Bookmarklet or Chrome plugin

In order to be able to use Kimono, you need to create a username and log in. Additionally, you need to install a browser bookmarklet or use the Google Chrome plugin for Kimono. After clicking the bookmarklet or the plugin button, you see a cached version of the website and a layer with the Kimono interface.

Creating a list of links

All elements the web scraper can grab are now clickable. If you chose a recipe from a list (like in the image below), Kimono automatically recognizes all other recipe links in the same column and asks whether it should select them as well.

Once you have selected everything you need, you give the data field (the output, which Kimono calls properties) a name: Recipe_Link. Kimono saves not only the name of the recipe (the HTML block) but also the URL (the link to the actual recipe in the “src” attribute of the block).

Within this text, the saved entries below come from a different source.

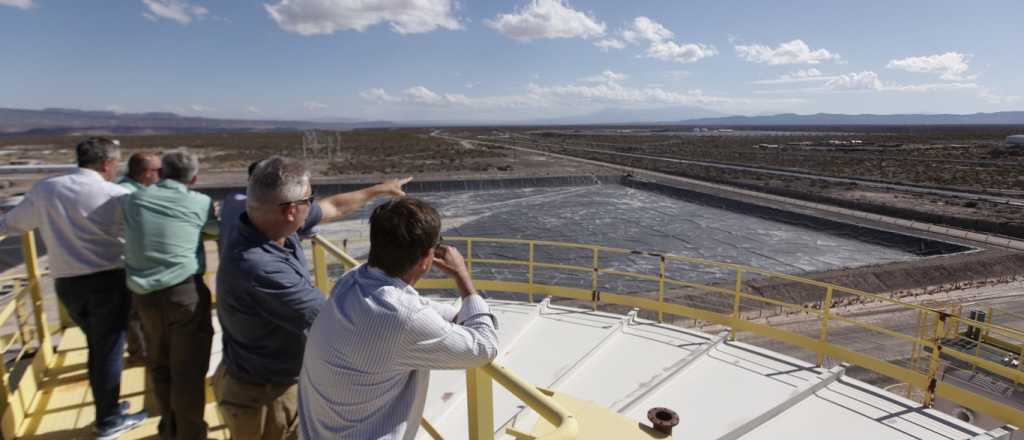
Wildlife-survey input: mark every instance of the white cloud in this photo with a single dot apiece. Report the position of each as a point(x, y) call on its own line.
point(604, 77)
point(644, 29)
point(547, 18)
point(313, 105)
point(176, 10)
point(20, 4)
point(423, 95)
point(855, 81)
point(862, 81)
point(991, 97)
point(610, 43)
point(378, 94)
point(793, 52)
point(676, 75)
point(672, 51)
point(418, 95)
point(949, 66)
point(801, 76)
point(659, 44)
point(570, 97)
point(929, 87)
point(615, 93)
point(328, 16)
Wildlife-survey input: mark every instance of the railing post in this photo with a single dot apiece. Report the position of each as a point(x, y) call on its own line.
point(660, 288)
point(320, 269)
point(35, 281)
point(469, 258)
point(479, 399)
point(735, 303)
point(933, 365)
point(823, 337)
point(529, 272)
point(915, 350)
point(593, 280)
point(988, 319)
point(20, 314)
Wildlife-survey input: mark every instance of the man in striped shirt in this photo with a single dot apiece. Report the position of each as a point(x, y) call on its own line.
point(370, 352)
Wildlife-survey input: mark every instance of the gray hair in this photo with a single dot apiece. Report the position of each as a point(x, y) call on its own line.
point(276, 180)
point(95, 150)
point(179, 166)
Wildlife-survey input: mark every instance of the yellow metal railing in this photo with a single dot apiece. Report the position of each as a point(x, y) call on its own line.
point(665, 291)
point(928, 357)
point(478, 381)
point(30, 342)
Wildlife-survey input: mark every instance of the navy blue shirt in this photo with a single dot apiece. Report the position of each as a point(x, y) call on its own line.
point(266, 300)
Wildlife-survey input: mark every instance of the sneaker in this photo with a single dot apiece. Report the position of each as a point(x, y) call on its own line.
point(124, 424)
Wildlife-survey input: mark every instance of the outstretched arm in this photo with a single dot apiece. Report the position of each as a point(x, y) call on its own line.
point(338, 206)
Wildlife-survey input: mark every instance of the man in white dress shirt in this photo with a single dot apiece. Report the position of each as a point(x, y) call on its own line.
point(79, 218)
point(370, 352)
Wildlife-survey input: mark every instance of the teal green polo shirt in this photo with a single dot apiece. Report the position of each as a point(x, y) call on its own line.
point(164, 225)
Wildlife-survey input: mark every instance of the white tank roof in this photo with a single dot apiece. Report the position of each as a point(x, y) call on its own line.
point(715, 385)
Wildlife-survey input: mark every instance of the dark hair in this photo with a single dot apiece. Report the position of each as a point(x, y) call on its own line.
point(400, 231)
point(136, 164)
point(95, 150)
point(252, 168)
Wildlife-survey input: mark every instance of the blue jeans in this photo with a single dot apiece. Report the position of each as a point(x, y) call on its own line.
point(99, 303)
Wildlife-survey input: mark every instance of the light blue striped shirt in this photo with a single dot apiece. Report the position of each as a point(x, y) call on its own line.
point(370, 352)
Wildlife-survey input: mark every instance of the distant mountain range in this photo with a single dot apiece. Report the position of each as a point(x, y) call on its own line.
point(71, 121)
point(999, 118)
point(631, 116)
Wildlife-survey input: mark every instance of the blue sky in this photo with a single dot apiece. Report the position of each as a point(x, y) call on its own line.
point(510, 60)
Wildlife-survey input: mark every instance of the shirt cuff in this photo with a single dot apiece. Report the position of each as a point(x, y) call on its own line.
point(474, 307)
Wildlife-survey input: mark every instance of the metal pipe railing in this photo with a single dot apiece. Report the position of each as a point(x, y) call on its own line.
point(820, 343)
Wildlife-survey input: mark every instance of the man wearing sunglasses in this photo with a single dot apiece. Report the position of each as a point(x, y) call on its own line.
point(267, 299)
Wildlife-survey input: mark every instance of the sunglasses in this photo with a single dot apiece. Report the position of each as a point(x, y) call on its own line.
point(306, 201)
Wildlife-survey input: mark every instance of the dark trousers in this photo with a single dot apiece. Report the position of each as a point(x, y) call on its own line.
point(134, 337)
point(98, 303)
point(178, 334)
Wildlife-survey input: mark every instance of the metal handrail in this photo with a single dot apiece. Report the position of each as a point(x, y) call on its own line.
point(566, 427)
point(927, 378)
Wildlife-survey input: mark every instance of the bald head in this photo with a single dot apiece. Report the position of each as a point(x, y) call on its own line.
point(144, 168)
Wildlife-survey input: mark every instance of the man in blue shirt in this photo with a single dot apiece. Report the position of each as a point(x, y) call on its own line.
point(267, 299)
point(230, 211)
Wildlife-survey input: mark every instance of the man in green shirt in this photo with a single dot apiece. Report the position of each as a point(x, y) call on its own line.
point(164, 262)
point(143, 170)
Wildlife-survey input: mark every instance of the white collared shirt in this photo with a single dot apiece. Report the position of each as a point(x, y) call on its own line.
point(79, 217)
point(370, 353)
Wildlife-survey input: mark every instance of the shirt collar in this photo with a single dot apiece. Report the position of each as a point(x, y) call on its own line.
point(173, 184)
point(379, 274)
point(90, 173)
point(253, 235)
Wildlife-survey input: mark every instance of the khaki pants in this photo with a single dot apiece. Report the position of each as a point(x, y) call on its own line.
point(178, 332)
point(257, 411)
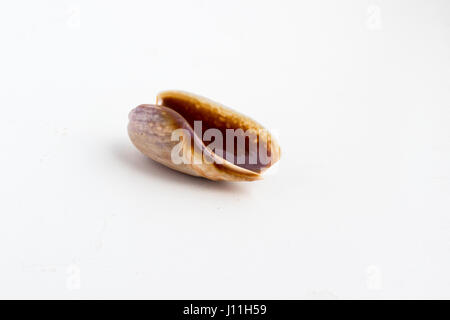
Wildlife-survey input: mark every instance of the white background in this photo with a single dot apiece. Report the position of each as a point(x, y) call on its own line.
point(358, 92)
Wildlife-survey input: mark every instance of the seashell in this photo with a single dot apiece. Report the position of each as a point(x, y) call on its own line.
point(169, 131)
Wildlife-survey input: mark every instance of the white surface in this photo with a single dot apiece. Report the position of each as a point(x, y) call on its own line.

You can repeat this step as often as you like. This way, you can save not only the link to the recipe but also, say, to the image associated with it, as long as it is part of the same HTML structure. For now, let’s just compile a list of links to the recipes.

Pagination

Once you have selected the elements of a website you want to save, as a next step Kimono offers a neat function that allows you to extend the selection to the following pages by finding the “next page” link. You do this by first clicking the pagination button (the book icon) and then clicking the link to the next page. As soon as Kimono knows how to get to the next page, it automatically finds its way through the myriad recipes that follow. This way, you can scrape as many pages as you like.

It can even deal with infinite scroll systems in which the content is reloaded via JavaScript at the bottom of the page once you scroll down (like in Tumblr).
The pagination function is the key to assembling large data sets.

Scraping after a login

Should you need to log into a page before you can scrape it, Kimono can switch to what it calls Auth mode. You need to allow the Chrome plugin to operate in incognito mode. Kimono will save the user name and password and log in automatically.

Saving the API

As a last step, you will reach a second screen that lets you configure the details of the web scraper. Here, you can adjust the CSS path or the regular expressions string for each field you want to save (if you want to scrape more complex data structures). In most cases, you can leave everything as it is. Finally, you will see a preview of the output in either JSON, CSV or RSS format. Click Done, give the API a name, a chose a time interval for the scraping process. Our API is called recipes, and we’ll scrape only once.

Combining APIs

Kimono can combine APIs. Our first API collected links; but we can build a second one that resolves every individual recipe link, scans the fields in the target URL, and downloads the actual recipe. We only need to tell Kimono which fields to save. Starting from any recipe page that includes an ingredients and a recipe field, and select both fields for extraction. This second API we call Recipe_Details.

After having created the second API, you can combine it with the first. You do this by logging in to Kimono and going to the My APIs section, which shows a list of all the APIs you have built. You click your latest API (Recipe_Details), navigate to Crawl Setup, and select your first API (Recipe_Link) in the field Source API. After clicking Start Crawl, Kimono will download all the recipes you have identified with your first API. Clicking on the tab Data Field shows shows you a preview of the data collection in JSON, RSS, or CSV format.

Now, you have a corpus of thousands of recipes.  You can continue to process further – to sort, rearrange, parse or transform your corpus – according to certain rules, for instance with a Python script or with a concordance software. We will show you how to do this another time.